Thursday, January 1, 2015

The Fisher King

This has been the quietest holiday season I've had in years. I don't know how to think about that. No travel, no trips to Half Price Books for gifts, so serious mishaps, no family. I spent Christmas Day and New Year's Eve alone, in my small house on the end of Main Street. Part of me missed the usual hullaballoo. And part of me didn't.

In part of a long talk with H., I admitted that I still suffer from flashbacks, especially around the holiday season. The smallest thing can trigger them - something on TV, a smell, a random thought, old photos. The flashbacks always take me to the same place: betrayal and revenge. Even now, typing, hundreds of miles away from those who harmed me and my daughter, I still feel the sensation of hot bricks against my soul. I could be the Fisher King, always in pain, never healing, robbed of family. I could be, but I'm not - at least not quite. But I don't entirely know what I am either.

Now I feel heavy. My back and hips hurt, as usual. I'd love (LOVE) for a doctor to take me seriously when I say my hip hurts for the umpteenth time. It's been hurting since that car wreck in 1994. So maybe I am the Fisher King.

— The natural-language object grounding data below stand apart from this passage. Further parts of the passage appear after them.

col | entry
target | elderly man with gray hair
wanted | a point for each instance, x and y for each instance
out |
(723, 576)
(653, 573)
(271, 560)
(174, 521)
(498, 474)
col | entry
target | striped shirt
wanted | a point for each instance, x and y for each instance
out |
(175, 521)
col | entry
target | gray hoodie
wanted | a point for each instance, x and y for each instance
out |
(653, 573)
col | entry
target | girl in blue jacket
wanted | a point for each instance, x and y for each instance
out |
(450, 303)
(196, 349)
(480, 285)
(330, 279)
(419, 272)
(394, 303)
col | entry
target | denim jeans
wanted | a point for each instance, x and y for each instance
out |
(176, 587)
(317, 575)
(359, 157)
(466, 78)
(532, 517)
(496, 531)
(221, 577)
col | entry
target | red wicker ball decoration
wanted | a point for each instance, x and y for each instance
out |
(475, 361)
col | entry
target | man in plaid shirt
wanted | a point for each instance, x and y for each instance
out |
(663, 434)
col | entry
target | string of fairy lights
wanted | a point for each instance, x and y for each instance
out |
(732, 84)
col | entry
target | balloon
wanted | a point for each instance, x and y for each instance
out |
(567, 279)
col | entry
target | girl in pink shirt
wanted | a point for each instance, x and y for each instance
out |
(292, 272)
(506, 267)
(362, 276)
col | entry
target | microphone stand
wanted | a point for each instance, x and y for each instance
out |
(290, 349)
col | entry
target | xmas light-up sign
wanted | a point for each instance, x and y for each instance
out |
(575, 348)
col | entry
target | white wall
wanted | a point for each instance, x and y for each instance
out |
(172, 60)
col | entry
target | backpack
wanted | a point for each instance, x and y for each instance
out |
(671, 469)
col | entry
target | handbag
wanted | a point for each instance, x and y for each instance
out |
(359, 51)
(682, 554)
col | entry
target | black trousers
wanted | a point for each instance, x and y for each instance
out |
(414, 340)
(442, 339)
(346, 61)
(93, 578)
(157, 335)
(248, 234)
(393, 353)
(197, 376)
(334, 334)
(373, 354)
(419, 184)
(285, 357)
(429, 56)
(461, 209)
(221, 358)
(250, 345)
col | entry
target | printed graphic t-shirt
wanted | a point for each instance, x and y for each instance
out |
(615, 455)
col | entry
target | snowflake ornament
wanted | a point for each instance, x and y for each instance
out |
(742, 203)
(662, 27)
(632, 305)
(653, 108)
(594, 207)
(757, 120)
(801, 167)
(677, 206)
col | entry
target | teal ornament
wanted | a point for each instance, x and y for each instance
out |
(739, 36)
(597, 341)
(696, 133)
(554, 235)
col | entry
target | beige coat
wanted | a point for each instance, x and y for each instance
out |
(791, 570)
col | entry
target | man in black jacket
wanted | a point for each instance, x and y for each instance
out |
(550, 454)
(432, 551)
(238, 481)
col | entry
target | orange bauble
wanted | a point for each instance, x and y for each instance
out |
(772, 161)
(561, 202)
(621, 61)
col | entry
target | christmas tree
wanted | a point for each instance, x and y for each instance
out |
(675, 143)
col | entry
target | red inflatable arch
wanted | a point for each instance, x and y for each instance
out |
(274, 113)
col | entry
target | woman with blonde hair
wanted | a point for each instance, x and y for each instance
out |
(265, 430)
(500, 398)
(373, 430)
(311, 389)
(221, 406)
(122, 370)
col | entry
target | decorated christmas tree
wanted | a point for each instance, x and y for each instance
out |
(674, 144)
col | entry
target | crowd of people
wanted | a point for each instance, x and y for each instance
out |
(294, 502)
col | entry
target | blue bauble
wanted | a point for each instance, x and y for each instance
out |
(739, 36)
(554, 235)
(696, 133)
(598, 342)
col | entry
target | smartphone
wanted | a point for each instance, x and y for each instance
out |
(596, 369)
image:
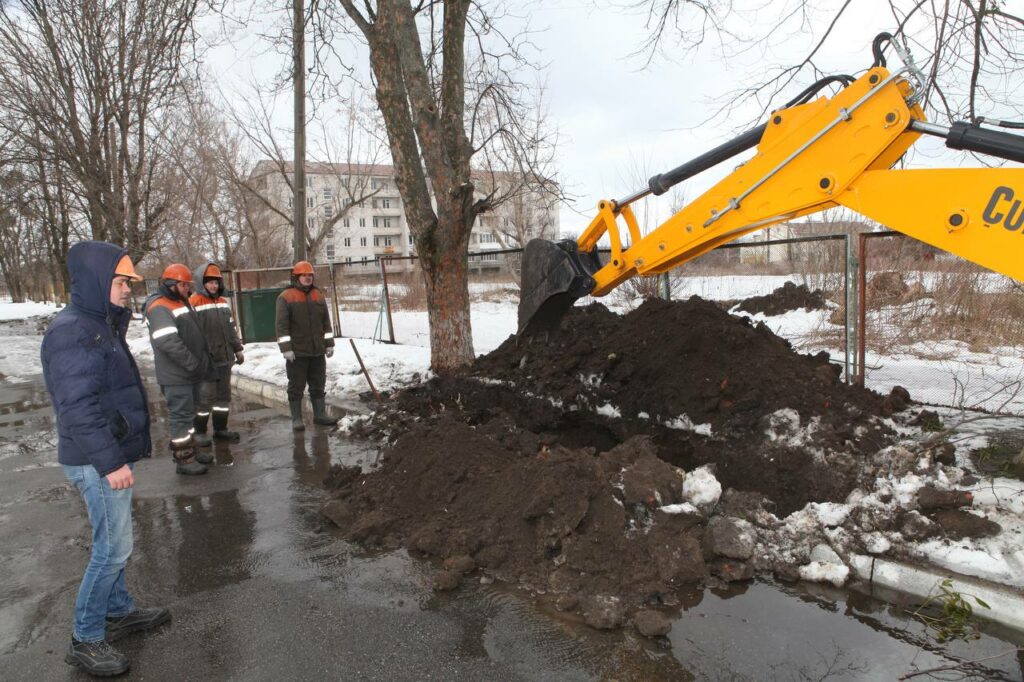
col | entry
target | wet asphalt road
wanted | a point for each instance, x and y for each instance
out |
(257, 591)
(260, 591)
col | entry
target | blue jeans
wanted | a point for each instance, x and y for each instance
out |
(102, 592)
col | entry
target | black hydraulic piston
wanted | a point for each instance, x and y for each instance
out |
(972, 137)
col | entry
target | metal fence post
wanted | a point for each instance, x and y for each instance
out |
(239, 313)
(387, 302)
(861, 308)
(334, 301)
(848, 298)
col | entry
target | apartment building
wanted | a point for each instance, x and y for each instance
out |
(357, 211)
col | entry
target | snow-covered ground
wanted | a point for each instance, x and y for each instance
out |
(962, 378)
(10, 310)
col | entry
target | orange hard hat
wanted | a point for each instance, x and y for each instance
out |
(126, 269)
(176, 271)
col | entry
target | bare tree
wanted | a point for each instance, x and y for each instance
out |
(93, 80)
(969, 49)
(444, 79)
(349, 152)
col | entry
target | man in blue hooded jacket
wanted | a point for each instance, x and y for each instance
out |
(102, 423)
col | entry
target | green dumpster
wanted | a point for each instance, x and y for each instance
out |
(257, 312)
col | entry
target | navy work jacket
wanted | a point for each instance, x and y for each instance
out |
(99, 402)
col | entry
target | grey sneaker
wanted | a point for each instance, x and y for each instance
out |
(98, 658)
(140, 619)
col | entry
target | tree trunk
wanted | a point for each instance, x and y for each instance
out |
(448, 305)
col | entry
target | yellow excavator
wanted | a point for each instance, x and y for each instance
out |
(812, 155)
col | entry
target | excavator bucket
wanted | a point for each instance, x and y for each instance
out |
(555, 274)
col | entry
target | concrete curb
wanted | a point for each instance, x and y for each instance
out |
(264, 389)
(1007, 604)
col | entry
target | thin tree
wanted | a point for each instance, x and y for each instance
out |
(94, 78)
(444, 82)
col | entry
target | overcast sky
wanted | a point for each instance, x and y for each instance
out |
(620, 119)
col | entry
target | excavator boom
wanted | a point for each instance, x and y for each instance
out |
(810, 157)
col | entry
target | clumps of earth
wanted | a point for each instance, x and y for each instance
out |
(788, 297)
(620, 458)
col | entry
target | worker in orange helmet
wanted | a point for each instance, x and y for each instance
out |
(306, 340)
(182, 361)
(214, 314)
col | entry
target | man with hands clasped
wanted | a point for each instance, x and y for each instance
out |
(306, 339)
(102, 424)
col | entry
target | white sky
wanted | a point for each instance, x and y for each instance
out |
(619, 120)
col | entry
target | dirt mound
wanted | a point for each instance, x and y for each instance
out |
(573, 464)
(787, 297)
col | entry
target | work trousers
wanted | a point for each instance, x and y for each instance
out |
(302, 371)
(181, 401)
(102, 593)
(216, 393)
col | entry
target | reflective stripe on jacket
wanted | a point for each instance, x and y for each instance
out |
(179, 350)
(214, 315)
(303, 323)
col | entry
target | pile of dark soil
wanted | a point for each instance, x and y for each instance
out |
(552, 463)
(787, 297)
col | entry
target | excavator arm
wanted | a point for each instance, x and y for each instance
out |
(810, 157)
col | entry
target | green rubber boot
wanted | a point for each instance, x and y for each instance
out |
(296, 408)
(320, 413)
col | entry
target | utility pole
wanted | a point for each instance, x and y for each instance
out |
(299, 84)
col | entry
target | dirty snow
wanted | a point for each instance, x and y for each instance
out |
(956, 376)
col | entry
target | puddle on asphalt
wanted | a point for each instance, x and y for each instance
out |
(260, 520)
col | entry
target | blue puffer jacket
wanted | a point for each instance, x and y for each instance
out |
(98, 398)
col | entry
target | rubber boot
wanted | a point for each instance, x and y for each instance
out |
(199, 434)
(320, 413)
(184, 459)
(220, 430)
(296, 408)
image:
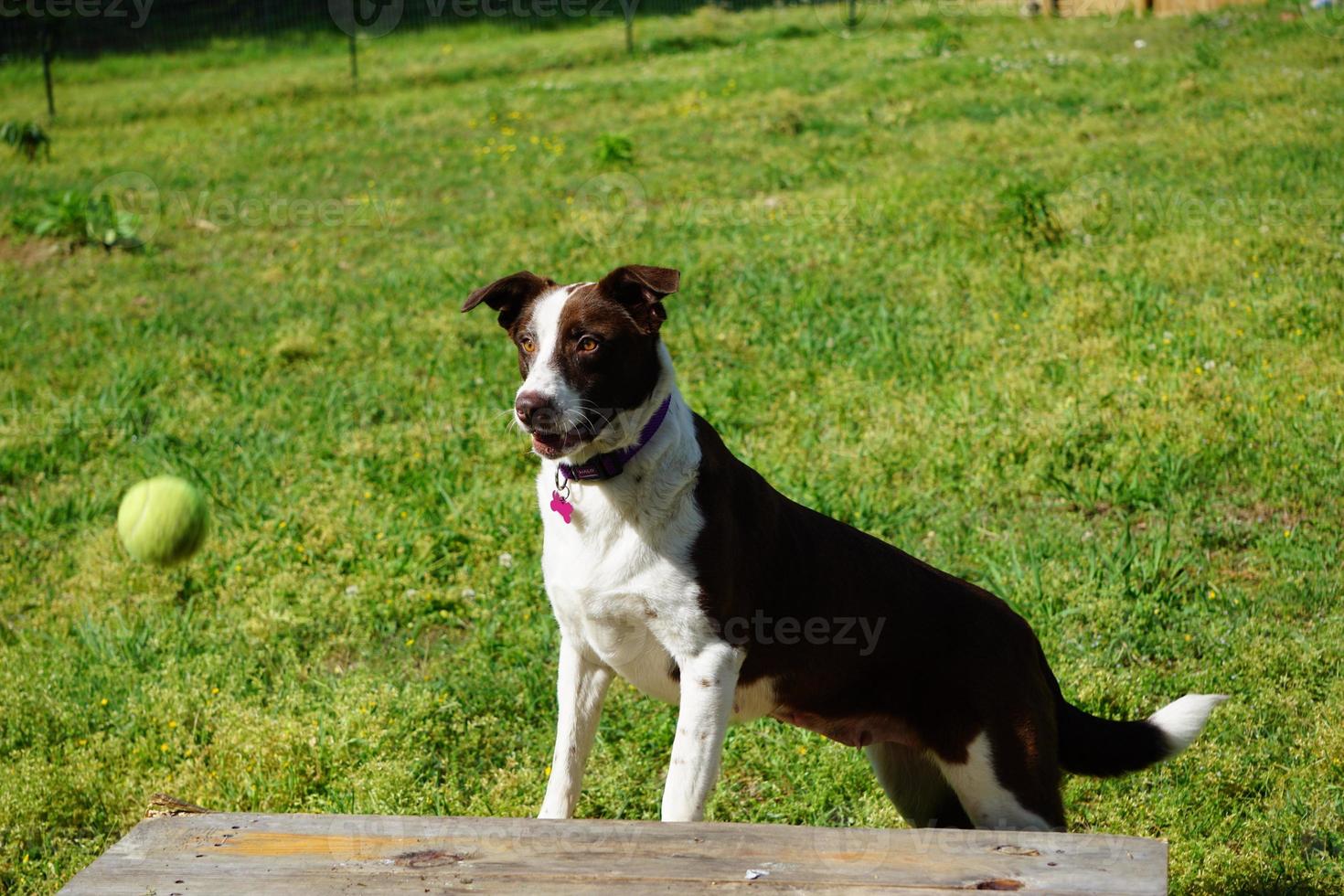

Almost no one is out and about. I've seen a few cars, and someone ducked into the hair salon across the street. A stray cat ate the food I set out this morning. While the streets are empty, the ghost run the town. Two of them have already fought over my radio, turning it off and on, off and on again. Several items have knocked themselves off shelves or countertops. I'm in no hurry to evict them. When you're alone, ghosts can be good company. Later today, I'll go to Egan's and watch the Alabama-Ohio game. I'll be social and around people. And then I'll come home, to the ghosts and their squabble.

I don;t know why they like my radio so much. Maybe they just like music, or maybe, like me, they need the sounds of human voices to remind them of who they are.